Ezra Dilger

Juli / July - 2019

Burg Giebichenstein Kunsthochschule Halle

Bachelor of Arts


In the “Anthropocene Souvenirs” project, “natural objects” made of potassium hydroxide are 3D-printed. The potassium hydroxide is able to bind CO2 from the air. The white objects become tinted violet by an indicator after complete saturation. The transformation of these objects demonstrates that there is too much CO2 in the atmosphere and opens up a discussion about how we could react to the changes in the Anthropocene.

What is the Topic?

The project is about how we as human beings want to take responsibility.
 We are the cause of a climate catastrophe, to which we have to look for answers.
 A speculative alternative to nature is being tested in the project. It is not a matter of finding a purely technical solution to the problem, but rather appeals to understand human reason that we cannot 100% replace the complexity of natural cycles.

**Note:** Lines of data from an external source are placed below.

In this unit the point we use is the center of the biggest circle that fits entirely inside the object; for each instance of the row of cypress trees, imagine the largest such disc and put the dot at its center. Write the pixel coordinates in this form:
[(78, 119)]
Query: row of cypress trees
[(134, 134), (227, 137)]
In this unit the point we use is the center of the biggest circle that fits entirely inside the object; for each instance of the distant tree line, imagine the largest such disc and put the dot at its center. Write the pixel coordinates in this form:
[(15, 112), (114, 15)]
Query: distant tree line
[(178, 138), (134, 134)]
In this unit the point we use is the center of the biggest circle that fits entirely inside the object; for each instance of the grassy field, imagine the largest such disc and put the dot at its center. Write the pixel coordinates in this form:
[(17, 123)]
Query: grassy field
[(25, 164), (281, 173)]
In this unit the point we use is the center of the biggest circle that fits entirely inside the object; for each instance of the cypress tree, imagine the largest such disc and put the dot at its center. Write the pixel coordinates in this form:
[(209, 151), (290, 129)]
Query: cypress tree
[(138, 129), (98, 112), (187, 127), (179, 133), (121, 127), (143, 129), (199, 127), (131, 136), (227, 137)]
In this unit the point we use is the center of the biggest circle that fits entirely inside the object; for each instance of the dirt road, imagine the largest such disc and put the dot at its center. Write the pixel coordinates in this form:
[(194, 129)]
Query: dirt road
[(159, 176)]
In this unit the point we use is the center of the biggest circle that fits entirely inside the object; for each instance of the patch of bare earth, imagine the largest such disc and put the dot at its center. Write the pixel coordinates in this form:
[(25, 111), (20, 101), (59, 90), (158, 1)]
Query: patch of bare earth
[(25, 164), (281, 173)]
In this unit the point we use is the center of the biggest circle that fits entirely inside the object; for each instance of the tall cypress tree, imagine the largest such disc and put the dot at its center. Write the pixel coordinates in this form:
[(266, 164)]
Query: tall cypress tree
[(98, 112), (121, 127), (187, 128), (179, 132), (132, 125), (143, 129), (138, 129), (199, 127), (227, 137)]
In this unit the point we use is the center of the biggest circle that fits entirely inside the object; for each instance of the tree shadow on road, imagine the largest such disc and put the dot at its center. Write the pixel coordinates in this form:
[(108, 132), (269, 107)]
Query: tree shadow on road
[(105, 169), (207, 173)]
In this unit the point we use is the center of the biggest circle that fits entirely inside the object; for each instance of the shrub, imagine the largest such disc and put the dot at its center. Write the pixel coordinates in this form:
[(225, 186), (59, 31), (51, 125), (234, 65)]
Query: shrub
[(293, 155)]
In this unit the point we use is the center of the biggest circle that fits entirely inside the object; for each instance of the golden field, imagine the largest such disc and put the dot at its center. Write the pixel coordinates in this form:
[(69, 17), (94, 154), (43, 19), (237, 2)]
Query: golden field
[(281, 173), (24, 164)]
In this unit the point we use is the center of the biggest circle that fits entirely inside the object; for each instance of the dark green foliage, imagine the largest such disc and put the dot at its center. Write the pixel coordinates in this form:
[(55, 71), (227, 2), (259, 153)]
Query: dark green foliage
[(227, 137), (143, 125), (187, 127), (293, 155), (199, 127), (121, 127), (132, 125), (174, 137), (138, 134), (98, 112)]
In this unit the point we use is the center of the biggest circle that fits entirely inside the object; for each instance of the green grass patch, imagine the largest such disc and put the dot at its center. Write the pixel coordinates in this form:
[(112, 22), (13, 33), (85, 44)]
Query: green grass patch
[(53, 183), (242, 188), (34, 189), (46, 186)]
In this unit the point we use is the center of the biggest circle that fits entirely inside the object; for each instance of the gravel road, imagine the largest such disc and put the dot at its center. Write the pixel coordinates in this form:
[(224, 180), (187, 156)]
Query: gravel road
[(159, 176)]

Why does it look like this?

The 3D printed objects resemble cell structures. Therefore they take up the topic of nature and offer as much surface as possible to absorb CO2 on a technical level.

What is special?

The characteristic feature of the project is its complexity.
On the one hand, there is a content-related examination of current and relevant topics and, on the other hand, a large experimental part in which new technical applications have been developed. This shows very strongly an inseparable connection between technical progress and contentual discussion.

What is new?

It is the first lime 3D print. 
Due to their chemical composition, the objects themselves have the property of storing CO2 and communicating their saturation state via a color change.